More significantly however, is that the "beans" that are so common in Java code, consisting of mutable classes with getters and setters are not what the authors of the spec had in mind. As such, we probably shouldn't really call them beans.

But perhaps it is time to write up a JavaBeans v2 spec to rethink the problem being solved in the absence of a properties language feature.


  1. "Beans" as used nowadays are a horrible zombie pattern. People keep on wrapping fields in accessor methods because they think it provides a useful layer of abstraction and data security, but 99.9% of the time the methods are generated by an IDE and never changed after that.

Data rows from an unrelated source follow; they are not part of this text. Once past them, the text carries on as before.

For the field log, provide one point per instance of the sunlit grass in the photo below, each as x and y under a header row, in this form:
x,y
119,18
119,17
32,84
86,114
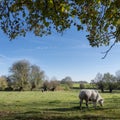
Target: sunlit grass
x,y
55,105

    If value types are what you want, Scala's case classes are the way to go. Or, failing that, Octarine:

  2. Interesting writeup!

    My recollection is that at the time, a number of companies were pushing this idea of plugging components together - Microsoft being the big, dominant success with the VisualBasic component market, and proposing ActiveX as a standard way to distribute components, including in web pages. OpenDoc was a similar idea, from Apple. The original JavaBeans was in part a reaction to that whole movement - offering Java as a cross-platform pluggable component solution.

    I think what then happened was that that model was repurposed in the applications space to have these "beans" represent reusable business logic - there were even companies, IIRC, who were offering pre-built EJB for accounting routines, for example. Unfortunately, this "ask, don't tell" approach ended up becoming the standard way to implement almost all domain objects in the years following.

    Perhaps you’ll write up your thoughts on what a JB 2.0 might include?


    1. Indeed, the whole JavaBeans reusable components premise has rather disappeared now. Stay tuned for more on JB 2.0!

  3. A special thanks for this informative post. I definitely learned a few new things here.